Postmodern-flexibel oder Lifestyle-Macho
"Mann in der Krise" oder "Die Krise des Mannes" sind daher die vielleicht zweithäufigsten Titel-Variationen über den Mann. Die Frage ist, warum er überhaupt in der Krise sein soll.
Ökonomisch und beruflich, zumindest gesamtgesellschaftlich gesehen, ist er es jedenfalls nicht. Immer noch verdienen Männer im Schnitt deutlich mehr als Frauen, der Großteil der Führungsjobs ist mit Männern besetzt, auch wenn sich die Verteilung langsam, ganz langsam ändert. Für den Sozialwissenschaftler Thomas Gesterkamp bezieht sich die "Krise der Männlichkeit" dennoch vor allem auf die verschlechterten Chancen am Arbeitsmarkt: "Beide Geschlechter sind nun mit jenen prekären Erwerbsverläufen konfrontiert, die für Frauen schon immer 'normal' waren." Für Männer, aber eben vor allem für schlecht ausgebildete, so Gesterkamp, sei das neu.
In der Krise scheinen aber zumindest die Jungen zu sein, in der Schule jedenfalls.
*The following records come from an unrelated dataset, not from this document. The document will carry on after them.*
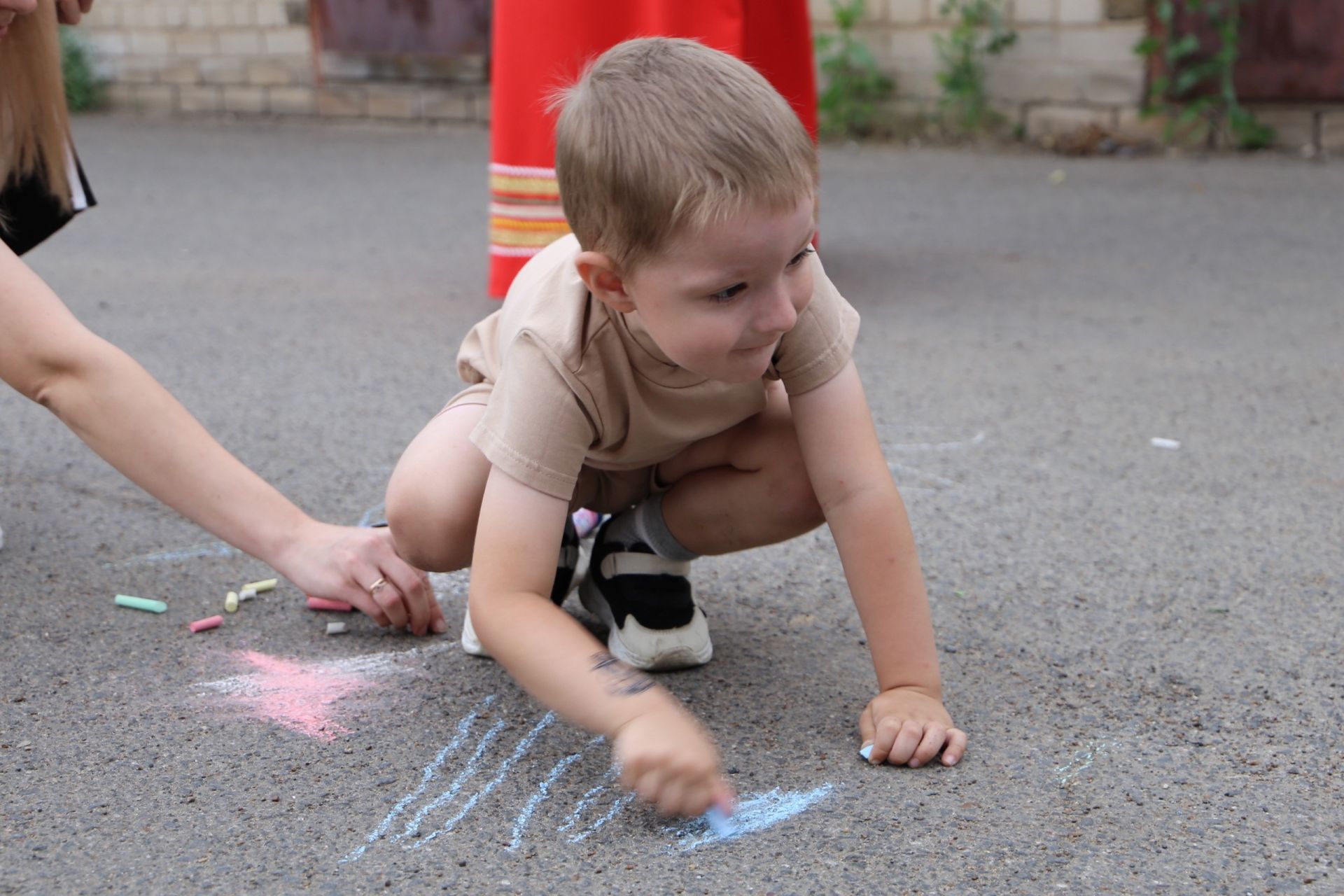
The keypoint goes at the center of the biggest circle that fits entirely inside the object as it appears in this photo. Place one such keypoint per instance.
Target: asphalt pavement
(1142, 640)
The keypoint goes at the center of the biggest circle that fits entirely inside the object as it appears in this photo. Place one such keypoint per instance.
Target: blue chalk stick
(720, 822)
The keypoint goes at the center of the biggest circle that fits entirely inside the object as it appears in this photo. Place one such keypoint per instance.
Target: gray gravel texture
(1142, 643)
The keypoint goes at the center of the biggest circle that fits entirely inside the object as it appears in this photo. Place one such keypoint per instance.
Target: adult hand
(909, 727)
(70, 11)
(346, 564)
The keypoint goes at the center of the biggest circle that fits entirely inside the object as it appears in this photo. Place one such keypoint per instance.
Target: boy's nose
(780, 314)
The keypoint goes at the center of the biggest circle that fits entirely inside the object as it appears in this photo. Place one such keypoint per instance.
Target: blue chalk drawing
(617, 808)
(504, 766)
(585, 801)
(463, 777)
(542, 793)
(428, 776)
(755, 812)
(1082, 761)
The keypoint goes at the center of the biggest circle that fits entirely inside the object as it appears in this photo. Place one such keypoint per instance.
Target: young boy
(680, 362)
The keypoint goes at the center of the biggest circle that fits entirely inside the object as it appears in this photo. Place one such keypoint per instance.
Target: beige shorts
(601, 491)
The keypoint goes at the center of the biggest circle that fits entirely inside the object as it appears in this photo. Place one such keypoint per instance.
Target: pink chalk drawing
(305, 696)
(293, 695)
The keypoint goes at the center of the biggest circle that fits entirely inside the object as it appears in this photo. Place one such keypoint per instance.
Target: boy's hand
(670, 761)
(909, 727)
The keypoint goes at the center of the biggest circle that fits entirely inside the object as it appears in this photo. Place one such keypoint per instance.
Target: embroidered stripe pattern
(526, 214)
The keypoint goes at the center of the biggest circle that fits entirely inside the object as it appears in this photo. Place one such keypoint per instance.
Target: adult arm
(132, 422)
(863, 508)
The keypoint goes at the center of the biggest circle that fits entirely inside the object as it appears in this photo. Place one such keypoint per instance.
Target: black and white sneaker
(569, 571)
(648, 605)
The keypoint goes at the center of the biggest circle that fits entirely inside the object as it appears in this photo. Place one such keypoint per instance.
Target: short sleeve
(822, 342)
(536, 426)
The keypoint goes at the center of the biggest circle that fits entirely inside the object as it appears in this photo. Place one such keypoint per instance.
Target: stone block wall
(249, 57)
(1073, 65)
(1073, 62)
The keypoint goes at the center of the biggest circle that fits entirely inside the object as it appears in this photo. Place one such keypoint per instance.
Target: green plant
(1194, 89)
(83, 86)
(850, 101)
(979, 31)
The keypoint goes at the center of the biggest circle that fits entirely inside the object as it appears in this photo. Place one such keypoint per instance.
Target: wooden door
(388, 29)
(1292, 51)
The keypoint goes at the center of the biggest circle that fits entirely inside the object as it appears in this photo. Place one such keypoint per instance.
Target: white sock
(645, 524)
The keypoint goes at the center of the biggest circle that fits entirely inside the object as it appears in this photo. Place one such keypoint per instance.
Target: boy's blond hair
(663, 136)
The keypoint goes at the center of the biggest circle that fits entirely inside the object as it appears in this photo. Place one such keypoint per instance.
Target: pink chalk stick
(323, 603)
(202, 625)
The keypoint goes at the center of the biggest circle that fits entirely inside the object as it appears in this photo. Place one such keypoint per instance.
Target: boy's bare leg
(435, 493)
(743, 488)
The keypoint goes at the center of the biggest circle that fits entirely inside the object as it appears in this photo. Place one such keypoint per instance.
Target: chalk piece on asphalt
(140, 603)
(720, 822)
(323, 603)
(204, 625)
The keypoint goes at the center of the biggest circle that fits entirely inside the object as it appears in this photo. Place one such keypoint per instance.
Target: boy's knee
(422, 536)
(799, 503)
(796, 501)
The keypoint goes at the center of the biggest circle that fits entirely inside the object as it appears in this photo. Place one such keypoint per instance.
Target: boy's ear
(603, 279)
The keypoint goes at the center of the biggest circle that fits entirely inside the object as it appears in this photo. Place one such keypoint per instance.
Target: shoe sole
(651, 649)
(472, 645)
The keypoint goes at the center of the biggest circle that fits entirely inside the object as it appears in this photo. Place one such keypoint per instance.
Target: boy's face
(717, 301)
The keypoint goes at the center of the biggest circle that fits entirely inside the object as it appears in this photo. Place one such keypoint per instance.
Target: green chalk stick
(140, 603)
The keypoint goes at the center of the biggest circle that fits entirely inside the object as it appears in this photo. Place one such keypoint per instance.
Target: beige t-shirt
(575, 383)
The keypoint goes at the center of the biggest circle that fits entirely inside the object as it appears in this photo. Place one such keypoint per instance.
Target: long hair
(34, 120)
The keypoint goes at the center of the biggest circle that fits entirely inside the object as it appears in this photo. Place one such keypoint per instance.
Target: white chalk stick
(720, 822)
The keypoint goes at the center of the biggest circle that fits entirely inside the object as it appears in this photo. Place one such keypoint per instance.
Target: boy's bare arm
(664, 754)
(876, 548)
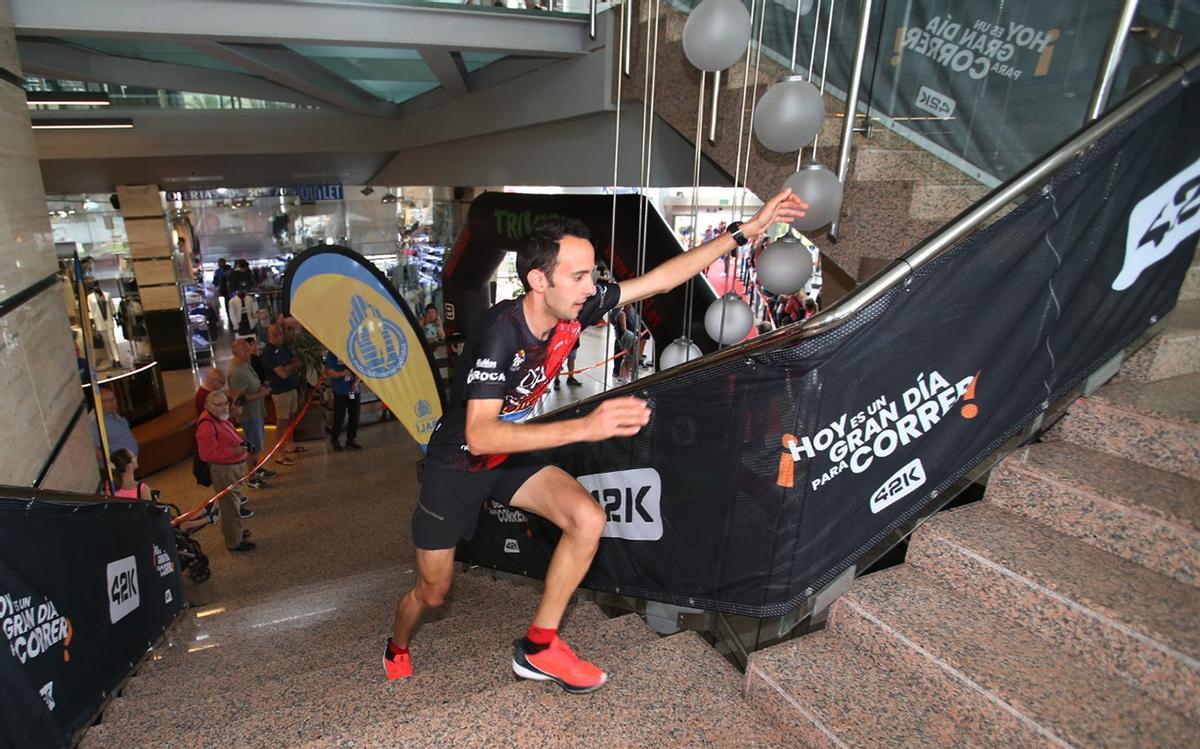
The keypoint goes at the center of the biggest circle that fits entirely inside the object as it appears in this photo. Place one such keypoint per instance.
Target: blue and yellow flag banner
(352, 309)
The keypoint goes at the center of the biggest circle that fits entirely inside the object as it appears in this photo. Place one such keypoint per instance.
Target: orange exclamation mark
(970, 411)
(66, 641)
(786, 465)
(1047, 54)
(900, 33)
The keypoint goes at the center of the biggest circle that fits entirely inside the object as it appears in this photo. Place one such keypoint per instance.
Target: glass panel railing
(985, 87)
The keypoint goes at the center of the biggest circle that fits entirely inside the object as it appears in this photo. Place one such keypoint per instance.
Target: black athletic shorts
(450, 502)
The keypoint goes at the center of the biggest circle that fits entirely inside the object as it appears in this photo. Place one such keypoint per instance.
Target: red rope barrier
(295, 421)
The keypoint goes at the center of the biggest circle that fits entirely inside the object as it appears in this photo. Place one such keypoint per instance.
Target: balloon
(821, 190)
(785, 265)
(677, 352)
(789, 115)
(738, 319)
(717, 34)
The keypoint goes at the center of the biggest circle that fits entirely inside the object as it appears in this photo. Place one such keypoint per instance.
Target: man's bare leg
(435, 571)
(559, 498)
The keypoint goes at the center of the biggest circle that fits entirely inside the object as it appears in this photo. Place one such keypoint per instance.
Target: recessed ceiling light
(90, 124)
(67, 99)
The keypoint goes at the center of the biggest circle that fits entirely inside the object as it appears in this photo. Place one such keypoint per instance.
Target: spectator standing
(117, 427)
(281, 366)
(247, 390)
(221, 281)
(214, 381)
(125, 486)
(431, 322)
(345, 385)
(244, 312)
(219, 445)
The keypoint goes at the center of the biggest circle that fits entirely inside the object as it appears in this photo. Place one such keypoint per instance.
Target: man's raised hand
(785, 205)
(622, 417)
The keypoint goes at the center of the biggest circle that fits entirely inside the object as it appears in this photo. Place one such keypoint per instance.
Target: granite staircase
(897, 193)
(304, 670)
(1059, 611)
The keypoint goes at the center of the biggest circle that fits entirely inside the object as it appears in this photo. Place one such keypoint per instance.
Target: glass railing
(985, 87)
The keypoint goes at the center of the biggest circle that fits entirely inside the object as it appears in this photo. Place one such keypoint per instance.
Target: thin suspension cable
(742, 112)
(695, 196)
(757, 61)
(616, 163)
(796, 33)
(825, 69)
(816, 30)
(649, 159)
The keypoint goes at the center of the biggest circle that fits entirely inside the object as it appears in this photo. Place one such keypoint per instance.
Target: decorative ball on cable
(677, 352)
(785, 265)
(715, 34)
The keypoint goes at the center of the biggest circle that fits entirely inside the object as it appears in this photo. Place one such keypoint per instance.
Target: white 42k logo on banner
(1159, 223)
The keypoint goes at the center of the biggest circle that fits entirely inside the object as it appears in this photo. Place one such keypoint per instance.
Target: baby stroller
(191, 556)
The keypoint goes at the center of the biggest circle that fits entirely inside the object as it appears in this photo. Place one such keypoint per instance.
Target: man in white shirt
(243, 312)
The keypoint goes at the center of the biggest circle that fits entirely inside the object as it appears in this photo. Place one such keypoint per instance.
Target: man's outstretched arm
(489, 435)
(784, 207)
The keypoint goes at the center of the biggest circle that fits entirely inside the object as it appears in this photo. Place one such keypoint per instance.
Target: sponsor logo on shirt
(477, 376)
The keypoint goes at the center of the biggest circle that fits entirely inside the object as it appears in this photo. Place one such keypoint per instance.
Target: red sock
(541, 635)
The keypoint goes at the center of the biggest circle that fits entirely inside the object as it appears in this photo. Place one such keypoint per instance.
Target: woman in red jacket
(220, 445)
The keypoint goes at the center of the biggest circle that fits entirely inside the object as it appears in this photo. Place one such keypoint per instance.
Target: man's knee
(432, 593)
(586, 522)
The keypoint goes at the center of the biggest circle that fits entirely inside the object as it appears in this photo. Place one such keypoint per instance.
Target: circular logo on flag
(376, 345)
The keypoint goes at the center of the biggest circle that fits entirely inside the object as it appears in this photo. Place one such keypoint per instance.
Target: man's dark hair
(540, 247)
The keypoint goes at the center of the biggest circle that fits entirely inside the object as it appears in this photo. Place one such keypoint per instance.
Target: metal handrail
(931, 249)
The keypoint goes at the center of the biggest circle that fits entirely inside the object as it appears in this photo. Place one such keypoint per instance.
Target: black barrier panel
(498, 221)
(762, 477)
(84, 592)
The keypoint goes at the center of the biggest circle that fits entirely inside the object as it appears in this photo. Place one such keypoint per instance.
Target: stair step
(833, 693)
(1141, 514)
(1053, 693)
(1156, 423)
(447, 657)
(449, 666)
(673, 693)
(1119, 616)
(1174, 352)
(473, 605)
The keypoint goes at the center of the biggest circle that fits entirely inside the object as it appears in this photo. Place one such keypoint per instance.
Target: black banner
(498, 221)
(84, 591)
(772, 469)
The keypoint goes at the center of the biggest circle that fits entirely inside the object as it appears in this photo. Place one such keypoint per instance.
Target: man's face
(571, 281)
(219, 406)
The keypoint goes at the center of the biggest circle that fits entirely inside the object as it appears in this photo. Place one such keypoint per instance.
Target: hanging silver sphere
(677, 352)
(717, 34)
(785, 265)
(820, 189)
(738, 319)
(789, 115)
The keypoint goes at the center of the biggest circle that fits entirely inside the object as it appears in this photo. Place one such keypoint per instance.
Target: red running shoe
(556, 663)
(396, 665)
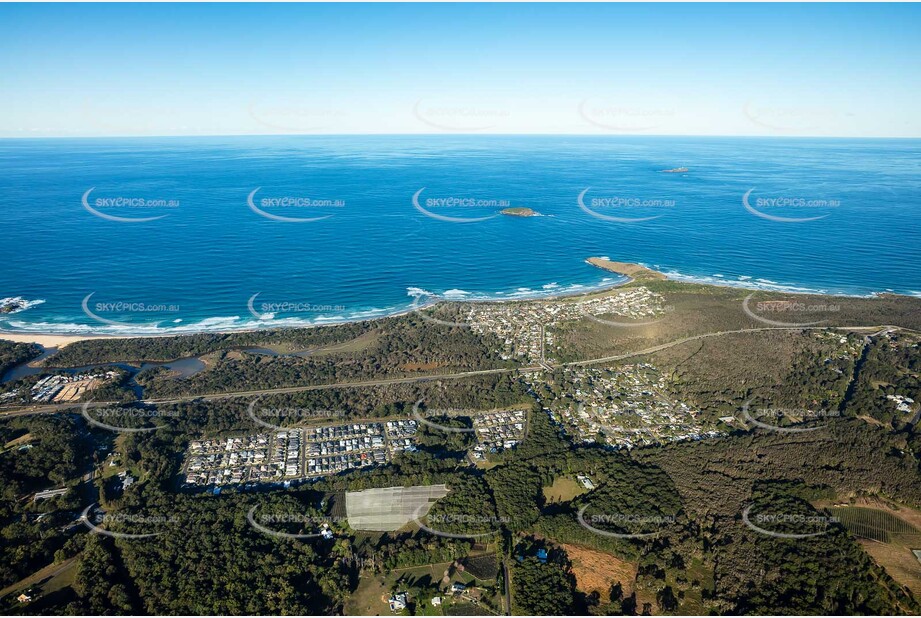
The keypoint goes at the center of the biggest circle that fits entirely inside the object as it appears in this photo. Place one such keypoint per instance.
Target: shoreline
(632, 272)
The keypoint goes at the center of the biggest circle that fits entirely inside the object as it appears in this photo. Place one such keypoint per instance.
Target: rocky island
(519, 211)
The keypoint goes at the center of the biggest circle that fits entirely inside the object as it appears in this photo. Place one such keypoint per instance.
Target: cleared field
(564, 489)
(390, 508)
(597, 571)
(888, 537)
(899, 562)
(877, 525)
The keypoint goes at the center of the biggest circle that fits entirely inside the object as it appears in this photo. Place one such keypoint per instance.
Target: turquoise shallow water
(842, 216)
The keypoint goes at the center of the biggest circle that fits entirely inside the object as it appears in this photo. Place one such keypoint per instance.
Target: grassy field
(887, 534)
(564, 489)
(877, 525)
(597, 571)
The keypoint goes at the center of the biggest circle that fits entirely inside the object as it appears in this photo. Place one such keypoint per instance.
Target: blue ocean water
(842, 216)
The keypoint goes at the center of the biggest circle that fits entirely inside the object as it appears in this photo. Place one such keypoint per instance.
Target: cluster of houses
(625, 408)
(521, 326)
(902, 403)
(401, 435)
(233, 460)
(66, 388)
(399, 600)
(336, 448)
(496, 431)
(286, 454)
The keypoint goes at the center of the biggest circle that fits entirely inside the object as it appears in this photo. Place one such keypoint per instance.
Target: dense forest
(692, 527)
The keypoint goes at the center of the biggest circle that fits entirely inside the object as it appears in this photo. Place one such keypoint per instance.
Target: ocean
(160, 235)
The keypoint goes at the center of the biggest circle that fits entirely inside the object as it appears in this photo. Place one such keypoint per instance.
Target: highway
(544, 366)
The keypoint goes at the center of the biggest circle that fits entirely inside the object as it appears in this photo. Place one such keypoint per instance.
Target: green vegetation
(673, 513)
(12, 354)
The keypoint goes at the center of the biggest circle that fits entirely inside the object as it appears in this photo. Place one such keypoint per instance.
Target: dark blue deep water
(842, 216)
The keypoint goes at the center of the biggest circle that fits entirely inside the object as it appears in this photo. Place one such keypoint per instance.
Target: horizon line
(459, 134)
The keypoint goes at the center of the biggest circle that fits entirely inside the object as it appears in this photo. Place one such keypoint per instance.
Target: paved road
(52, 408)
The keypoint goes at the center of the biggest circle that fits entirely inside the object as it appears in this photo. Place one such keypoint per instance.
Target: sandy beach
(51, 341)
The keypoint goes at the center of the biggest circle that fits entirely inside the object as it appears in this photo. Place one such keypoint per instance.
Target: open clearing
(564, 489)
(390, 508)
(597, 571)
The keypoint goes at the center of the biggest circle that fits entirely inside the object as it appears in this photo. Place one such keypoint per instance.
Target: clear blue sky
(217, 69)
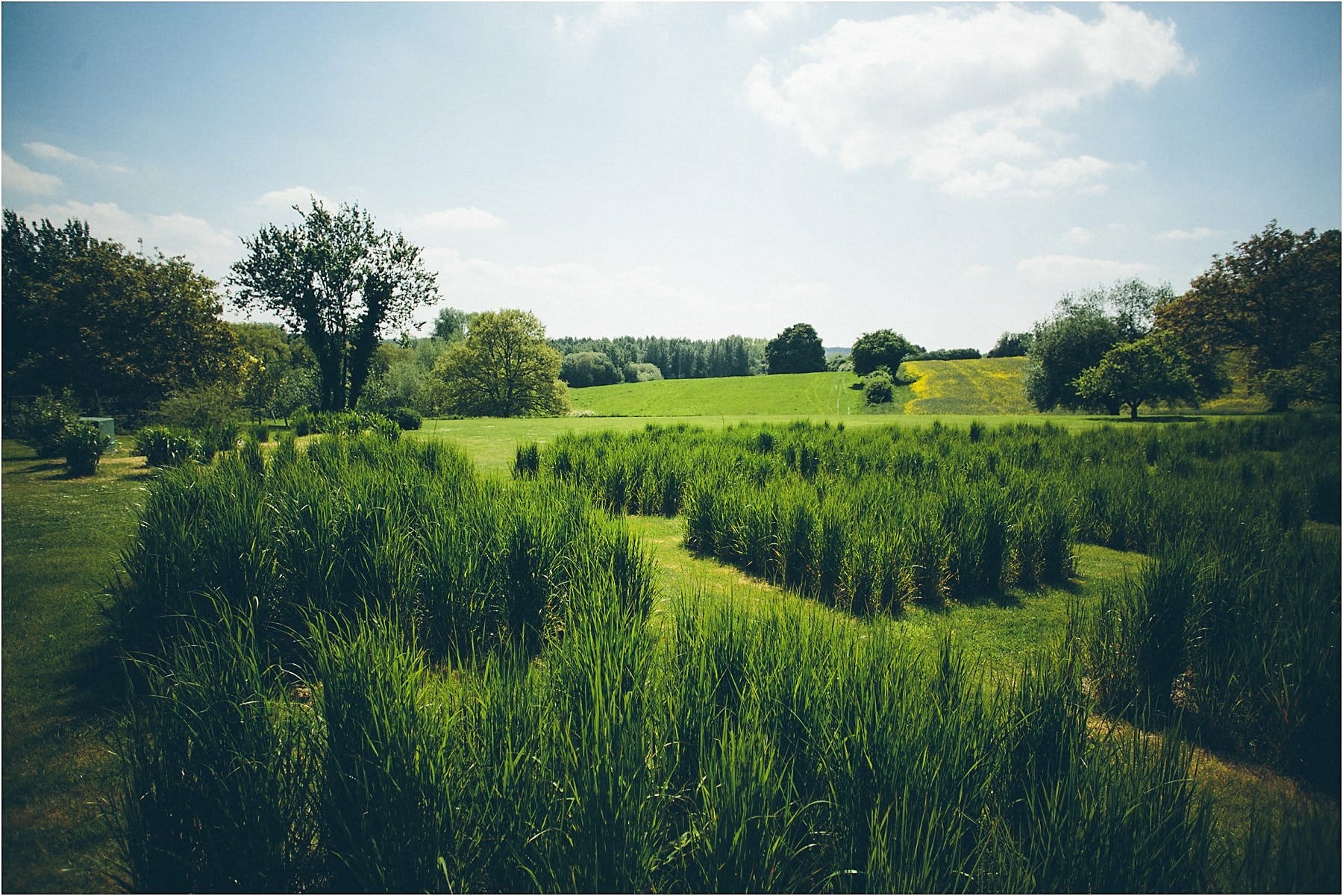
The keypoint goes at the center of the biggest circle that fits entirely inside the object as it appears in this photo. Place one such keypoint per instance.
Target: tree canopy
(1084, 327)
(1276, 298)
(1151, 369)
(120, 330)
(450, 324)
(795, 351)
(879, 348)
(504, 369)
(340, 283)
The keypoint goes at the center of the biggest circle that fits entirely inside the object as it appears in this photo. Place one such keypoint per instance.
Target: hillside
(982, 386)
(728, 395)
(986, 386)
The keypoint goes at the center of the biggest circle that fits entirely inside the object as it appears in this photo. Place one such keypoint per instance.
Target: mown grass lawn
(780, 394)
(60, 538)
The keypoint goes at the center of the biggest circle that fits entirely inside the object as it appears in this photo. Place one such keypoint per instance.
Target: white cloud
(760, 18)
(19, 178)
(290, 196)
(582, 31)
(458, 219)
(1074, 269)
(962, 95)
(577, 298)
(208, 249)
(1188, 236)
(57, 154)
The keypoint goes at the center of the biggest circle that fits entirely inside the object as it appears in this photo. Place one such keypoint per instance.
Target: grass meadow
(716, 653)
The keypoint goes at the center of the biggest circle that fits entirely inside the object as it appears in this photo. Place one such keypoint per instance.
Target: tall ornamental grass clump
(740, 753)
(861, 520)
(407, 528)
(84, 445)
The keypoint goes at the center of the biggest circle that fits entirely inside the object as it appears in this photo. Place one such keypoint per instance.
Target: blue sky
(695, 169)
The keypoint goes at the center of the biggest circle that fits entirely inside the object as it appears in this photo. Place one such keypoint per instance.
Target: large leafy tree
(880, 348)
(795, 351)
(1151, 369)
(1084, 327)
(504, 369)
(120, 330)
(1276, 298)
(340, 283)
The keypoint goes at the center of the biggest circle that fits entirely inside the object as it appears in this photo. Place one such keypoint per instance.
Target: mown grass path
(786, 394)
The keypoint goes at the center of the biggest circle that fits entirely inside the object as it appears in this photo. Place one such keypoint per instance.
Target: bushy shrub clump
(42, 424)
(879, 389)
(84, 445)
(407, 418)
(164, 446)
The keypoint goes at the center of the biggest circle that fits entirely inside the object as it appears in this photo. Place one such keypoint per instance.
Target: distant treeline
(945, 355)
(678, 359)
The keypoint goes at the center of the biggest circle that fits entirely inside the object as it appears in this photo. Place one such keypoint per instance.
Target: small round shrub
(386, 427)
(42, 424)
(407, 418)
(879, 389)
(84, 446)
(218, 437)
(163, 446)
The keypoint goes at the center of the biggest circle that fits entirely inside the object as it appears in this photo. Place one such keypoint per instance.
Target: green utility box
(104, 424)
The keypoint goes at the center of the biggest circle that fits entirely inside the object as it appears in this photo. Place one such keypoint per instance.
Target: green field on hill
(985, 386)
(980, 386)
(728, 395)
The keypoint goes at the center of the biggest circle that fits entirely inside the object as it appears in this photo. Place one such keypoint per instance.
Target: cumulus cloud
(1188, 236)
(762, 18)
(1074, 269)
(55, 154)
(19, 178)
(210, 249)
(965, 97)
(458, 219)
(290, 196)
(583, 30)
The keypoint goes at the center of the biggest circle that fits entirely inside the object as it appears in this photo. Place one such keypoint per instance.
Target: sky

Da schneiden sie immer schlechter ab, wie die Pisa-Studien enthüllten. Auch dies relativiert Gesterkamp: Bildungsverlierer seien in der Regel nicht die Mittelklassejungs, die trotz schlechterer Schulabschlüsse später trotzdem bessere Berufschancen haben als Mädchen, sondern die Jungen aus Unterschichts- und Migrantenfamilien: "Soziale Herkunft und ethnische Zugehörigkeit sind die wichtigsten Kriterien für den Bildungserfolg, erst an dritter Stelle folgt das Geschlecht."